Dreyfuss, and every other owner who offered Diehl a contract was unsuccessful in securing him for the 1905 season; Diehl spent the season playing in the Saturday League and in several tennis tournaments across the country.

He again played tennis and semi-pro ball in 1906, until August when the Boston Beaneaters came to Cincinnati.
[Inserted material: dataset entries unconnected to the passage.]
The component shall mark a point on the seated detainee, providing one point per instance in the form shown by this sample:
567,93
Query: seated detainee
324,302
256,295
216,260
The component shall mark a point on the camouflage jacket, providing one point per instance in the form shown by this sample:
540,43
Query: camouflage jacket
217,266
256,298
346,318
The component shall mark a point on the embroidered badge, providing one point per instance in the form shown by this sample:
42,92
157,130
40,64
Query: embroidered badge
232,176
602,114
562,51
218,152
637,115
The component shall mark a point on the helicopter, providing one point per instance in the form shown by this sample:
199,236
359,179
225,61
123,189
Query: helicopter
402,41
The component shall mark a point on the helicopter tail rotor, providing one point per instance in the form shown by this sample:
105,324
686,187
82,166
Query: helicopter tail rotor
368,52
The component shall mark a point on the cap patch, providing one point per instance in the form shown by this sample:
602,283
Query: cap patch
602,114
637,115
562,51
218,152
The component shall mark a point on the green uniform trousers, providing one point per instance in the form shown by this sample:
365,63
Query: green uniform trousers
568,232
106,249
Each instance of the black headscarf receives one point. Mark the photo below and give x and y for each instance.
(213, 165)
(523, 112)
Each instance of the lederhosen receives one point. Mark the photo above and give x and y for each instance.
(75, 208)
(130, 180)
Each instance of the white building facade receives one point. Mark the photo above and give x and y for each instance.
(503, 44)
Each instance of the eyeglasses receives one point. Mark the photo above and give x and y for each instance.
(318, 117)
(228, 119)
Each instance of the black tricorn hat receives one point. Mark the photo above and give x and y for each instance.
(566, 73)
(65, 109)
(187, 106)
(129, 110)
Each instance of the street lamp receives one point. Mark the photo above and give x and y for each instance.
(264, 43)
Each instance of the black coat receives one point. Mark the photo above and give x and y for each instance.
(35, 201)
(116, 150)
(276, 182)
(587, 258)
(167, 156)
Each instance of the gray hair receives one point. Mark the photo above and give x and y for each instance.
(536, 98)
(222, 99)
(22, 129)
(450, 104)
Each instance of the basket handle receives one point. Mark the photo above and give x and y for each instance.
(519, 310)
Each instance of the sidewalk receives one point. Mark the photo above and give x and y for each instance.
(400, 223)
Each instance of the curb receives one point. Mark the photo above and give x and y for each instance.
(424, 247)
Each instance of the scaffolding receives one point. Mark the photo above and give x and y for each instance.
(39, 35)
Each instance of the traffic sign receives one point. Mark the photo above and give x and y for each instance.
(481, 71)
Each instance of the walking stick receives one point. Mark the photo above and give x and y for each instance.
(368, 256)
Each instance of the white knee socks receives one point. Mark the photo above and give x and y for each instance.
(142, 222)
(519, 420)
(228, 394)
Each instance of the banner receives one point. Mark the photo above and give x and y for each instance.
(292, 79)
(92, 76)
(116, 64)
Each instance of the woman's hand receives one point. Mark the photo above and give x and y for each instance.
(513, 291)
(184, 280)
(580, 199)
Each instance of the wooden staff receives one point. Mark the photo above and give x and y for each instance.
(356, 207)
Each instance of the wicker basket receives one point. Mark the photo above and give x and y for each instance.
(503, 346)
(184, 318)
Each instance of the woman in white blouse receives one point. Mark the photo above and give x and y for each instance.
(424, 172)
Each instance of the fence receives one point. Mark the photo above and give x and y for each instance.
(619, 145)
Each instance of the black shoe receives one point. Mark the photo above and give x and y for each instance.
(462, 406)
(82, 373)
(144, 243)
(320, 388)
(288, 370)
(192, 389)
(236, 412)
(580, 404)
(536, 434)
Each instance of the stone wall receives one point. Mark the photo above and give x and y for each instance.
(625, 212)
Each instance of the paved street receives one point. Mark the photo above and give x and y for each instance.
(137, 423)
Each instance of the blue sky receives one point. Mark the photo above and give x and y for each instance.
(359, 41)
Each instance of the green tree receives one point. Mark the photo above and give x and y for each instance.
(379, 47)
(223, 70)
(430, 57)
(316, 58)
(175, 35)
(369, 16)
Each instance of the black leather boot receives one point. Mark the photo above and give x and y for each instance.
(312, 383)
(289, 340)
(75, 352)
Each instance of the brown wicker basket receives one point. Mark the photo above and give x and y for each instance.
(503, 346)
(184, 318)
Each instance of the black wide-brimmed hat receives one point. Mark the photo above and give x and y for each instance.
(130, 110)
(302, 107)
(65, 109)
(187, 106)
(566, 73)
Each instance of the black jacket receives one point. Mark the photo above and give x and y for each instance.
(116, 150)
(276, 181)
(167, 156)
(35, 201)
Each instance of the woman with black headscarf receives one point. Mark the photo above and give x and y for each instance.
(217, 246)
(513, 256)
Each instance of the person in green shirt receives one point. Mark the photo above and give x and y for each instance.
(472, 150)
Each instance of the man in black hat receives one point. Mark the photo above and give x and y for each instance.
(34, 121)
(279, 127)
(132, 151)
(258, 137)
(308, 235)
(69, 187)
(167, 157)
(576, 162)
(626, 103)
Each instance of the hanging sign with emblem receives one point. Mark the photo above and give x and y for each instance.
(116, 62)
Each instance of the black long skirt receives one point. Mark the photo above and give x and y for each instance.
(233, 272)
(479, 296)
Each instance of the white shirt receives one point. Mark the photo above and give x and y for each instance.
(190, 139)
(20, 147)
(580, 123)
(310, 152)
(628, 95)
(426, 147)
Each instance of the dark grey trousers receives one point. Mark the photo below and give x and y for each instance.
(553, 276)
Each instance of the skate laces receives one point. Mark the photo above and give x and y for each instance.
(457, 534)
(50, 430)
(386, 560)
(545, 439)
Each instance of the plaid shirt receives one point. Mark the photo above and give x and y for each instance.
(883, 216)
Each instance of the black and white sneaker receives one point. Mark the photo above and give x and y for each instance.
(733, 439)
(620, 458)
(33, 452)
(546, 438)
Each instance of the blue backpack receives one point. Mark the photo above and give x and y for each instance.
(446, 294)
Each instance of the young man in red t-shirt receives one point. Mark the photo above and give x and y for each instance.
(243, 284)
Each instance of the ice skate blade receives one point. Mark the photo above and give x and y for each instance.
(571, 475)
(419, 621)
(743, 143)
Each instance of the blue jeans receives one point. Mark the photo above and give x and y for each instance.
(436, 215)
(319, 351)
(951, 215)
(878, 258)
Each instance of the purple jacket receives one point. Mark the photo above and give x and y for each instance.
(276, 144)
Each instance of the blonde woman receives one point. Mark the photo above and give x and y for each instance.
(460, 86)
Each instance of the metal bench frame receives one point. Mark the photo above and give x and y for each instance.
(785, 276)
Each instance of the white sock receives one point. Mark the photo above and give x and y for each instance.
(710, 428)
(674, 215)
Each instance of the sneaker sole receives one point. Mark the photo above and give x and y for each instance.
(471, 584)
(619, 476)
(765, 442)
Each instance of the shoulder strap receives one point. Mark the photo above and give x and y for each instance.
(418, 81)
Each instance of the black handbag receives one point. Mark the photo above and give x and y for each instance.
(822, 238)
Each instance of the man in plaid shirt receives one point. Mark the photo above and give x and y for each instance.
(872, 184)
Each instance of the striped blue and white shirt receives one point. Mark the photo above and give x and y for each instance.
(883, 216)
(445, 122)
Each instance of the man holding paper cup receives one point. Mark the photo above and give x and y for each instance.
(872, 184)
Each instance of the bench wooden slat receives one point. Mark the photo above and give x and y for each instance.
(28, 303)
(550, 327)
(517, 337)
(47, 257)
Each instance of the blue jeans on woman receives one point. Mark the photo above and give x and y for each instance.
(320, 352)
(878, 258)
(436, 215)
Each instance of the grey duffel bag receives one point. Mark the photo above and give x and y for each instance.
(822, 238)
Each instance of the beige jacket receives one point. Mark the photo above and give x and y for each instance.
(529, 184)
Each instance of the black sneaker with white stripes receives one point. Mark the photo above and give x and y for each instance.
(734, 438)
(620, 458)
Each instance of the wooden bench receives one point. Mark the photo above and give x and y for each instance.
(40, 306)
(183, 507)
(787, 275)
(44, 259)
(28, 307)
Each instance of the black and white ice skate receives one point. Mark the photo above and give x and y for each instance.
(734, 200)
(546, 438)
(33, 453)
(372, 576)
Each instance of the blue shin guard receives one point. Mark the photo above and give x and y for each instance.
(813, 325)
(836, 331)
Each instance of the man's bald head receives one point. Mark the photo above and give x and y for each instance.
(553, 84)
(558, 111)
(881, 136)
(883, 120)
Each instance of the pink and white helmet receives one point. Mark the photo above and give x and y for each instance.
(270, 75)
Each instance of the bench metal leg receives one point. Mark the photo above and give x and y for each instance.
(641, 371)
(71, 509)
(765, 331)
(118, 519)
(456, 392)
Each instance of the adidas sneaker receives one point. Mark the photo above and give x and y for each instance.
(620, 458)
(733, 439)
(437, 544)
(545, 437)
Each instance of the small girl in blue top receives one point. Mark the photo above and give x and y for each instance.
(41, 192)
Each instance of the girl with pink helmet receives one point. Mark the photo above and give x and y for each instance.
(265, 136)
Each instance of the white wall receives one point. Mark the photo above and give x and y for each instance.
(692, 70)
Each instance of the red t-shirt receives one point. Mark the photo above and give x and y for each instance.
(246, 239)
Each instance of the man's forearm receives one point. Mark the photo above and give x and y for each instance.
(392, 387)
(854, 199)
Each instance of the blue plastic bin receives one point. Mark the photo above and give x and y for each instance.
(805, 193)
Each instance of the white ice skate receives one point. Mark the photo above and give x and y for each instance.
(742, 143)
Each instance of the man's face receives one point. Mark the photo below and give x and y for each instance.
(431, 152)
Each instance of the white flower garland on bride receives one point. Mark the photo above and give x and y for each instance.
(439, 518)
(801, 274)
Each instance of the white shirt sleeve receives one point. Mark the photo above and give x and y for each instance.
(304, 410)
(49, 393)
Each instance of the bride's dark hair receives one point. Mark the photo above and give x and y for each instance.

Shortstop Al Bridwell was injured, and Diehl was signed (again for no salary) to play for Boston in the three-game series.

The Associated Press reported:

“’Ernie’ Diehl, a wealthy young distiller of this city, an enthusiastic athlete, long known as a brilliant baseball player on local amateur teams, distinguished himself in the series just played…He played three games in the Boston ranks…He made five hits in eleven times at bat…Diehl could not afford to enter professional ball if he desired, at the highest salary paid in the organization, on account of his business, but is delighted and satisfied with his experience…Besides his heavy batting, his fielding was strictly up to the professional standard.”

Just as he had in Pittsburgh, Diehl turned down an offer to stay with Boston for the remainder of the 1906 season.

In 1907, Diehl appeared in 21 games for the Toledo Mud Hens in the American Association, hitting .405.  The Toledo News-Bee said Diehl was spending “His vacation…helping out the Toledo club.”  The Associated Press said that as in the past, “Diehl is wealthy and refused to accept pay for his services.”

In addition to his business interests, amateur tennis and baseball career, and professional baseball “vacations,” Diehl also served on Cincinnati’s city council from, roughly, 1906-1910.

In 1909 Diehl played in one game of a doubleheader for the Boston Doves on August 12 against the Reds, he was 2 for 4 with a double—it would be his last in the National League

Diehl then joined the eventual American Association champion Louisville Colonels, at the request of his friend and fellow Cincinnatian, manager Heinie Peitz.  (Baseball Reference lists a player as “Diehl,” with no first name on the 1909 Louisville roster, with a .226 average in 20 games).

The Sporting Life said Diehl “figured very prominently in Louisville’s winning the championship of the A.A. will again be in Colonel garb,” in 1910; Diehl did not play for Louisville, or any other professional team again.

In 1911 The Associated Press and Cincinnati newspapers said the 33-year-old Diehl had a deal in place with Reds manager Clark Griffith to join the team at some point during the season; as with Louisville, that deal never materialized either.

Diehl was briefly mentioned as a candidate to replace Griffith as Reds manager in 1912, the job eventually went to Hank O’Day.

Diehl’s career was summed up well in a 1914 Baseball Magazine article by William A.  Phelon:

“For ten years it has been a tacitly accepted fact, around the big leagues and whenever players or managers assembled, that Ernie Diehl was not only of major league quality, but what might be called super-quality—the Wagner-Lajoie-Cobb variety.  He could hit, run, and break up a defense with anybody, and was a versatile artist in five or six positions.  Business held him; there never was a chance for him to spend a full season in the game; year after year, in short vacation frolics, he showed the professionals what he could do—and now, getting on in years, with business still gripping him, he sadly gives it up, and lays aside the bat and glove he never had a fair chance to use.”

Diehl’s Edgewood Distilling Company seems to have been dissolved sometime around 1918, and he eventually settled in Miami where he died in 1958.